While the main characters each have their own charm, it’s their shared world, The Boiling Isles, that stands as the true star of the show. The Owl House leans into the fantasy genre, and it does so with the burning intensity of a hundred-foot flaming skull. The Boiling Isles are unabashedly weird, mixing well-known aspects of high fantasy and mythology with twisted horror vibes. Owl House art director Ricky Cometa has noted that he was inspired by the iconic fantasy works of Hieronymus Bosch and John Bauer, and it’s easy to see.
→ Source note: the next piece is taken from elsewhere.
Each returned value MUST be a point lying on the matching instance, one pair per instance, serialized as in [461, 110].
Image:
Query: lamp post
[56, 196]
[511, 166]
You never know what’s around the next corner or lurking in the background, and it’s a wonder to behold.

It’s difficult to bring up the “witch in training” trope and not make comparisons to book series like Harry Potter and movies like Kiki’s Delivery Service, but The Owl House does its best to set itself apart while still paying homage and poking fun. Instead of Hogwarts School of Witchcraft and Wizardry, The Boiling Isles features the more sinister Hexside Academy of Magic and Demonics, where students can study to bring their own abominations to life. There’s a danger in magic, and The Owl House isn’t afraid to push this dark lesson whenever it finds the chance.

I’ve thoroughly enjoyed The Owl House thus far. Dana Terrace and her team have done a wonderful job cobbling together a fantasy world that feels both familiar and unexplored, while introducing relatable characters that audiences young and old are sure to adore. It’s one big bundle of creepy, adorable, magical fun.

The show has oodles of potential, and I wouldn’t be surprised if it grows into the next big animation fandom over the coming months and years.

Those who have already hopped on the Owl House hype train will be happy to learn the show was greenlit for a second season prior to its January premier. Disney+ subscribers, who may be wondering why the show hasn’t appeared on the streaming service, will have to wait until the first season has wrapped to begin their binge of available episodes.

Editor’s Note: It is unconfirmed if the title will launch on the Aussie version of Disney+.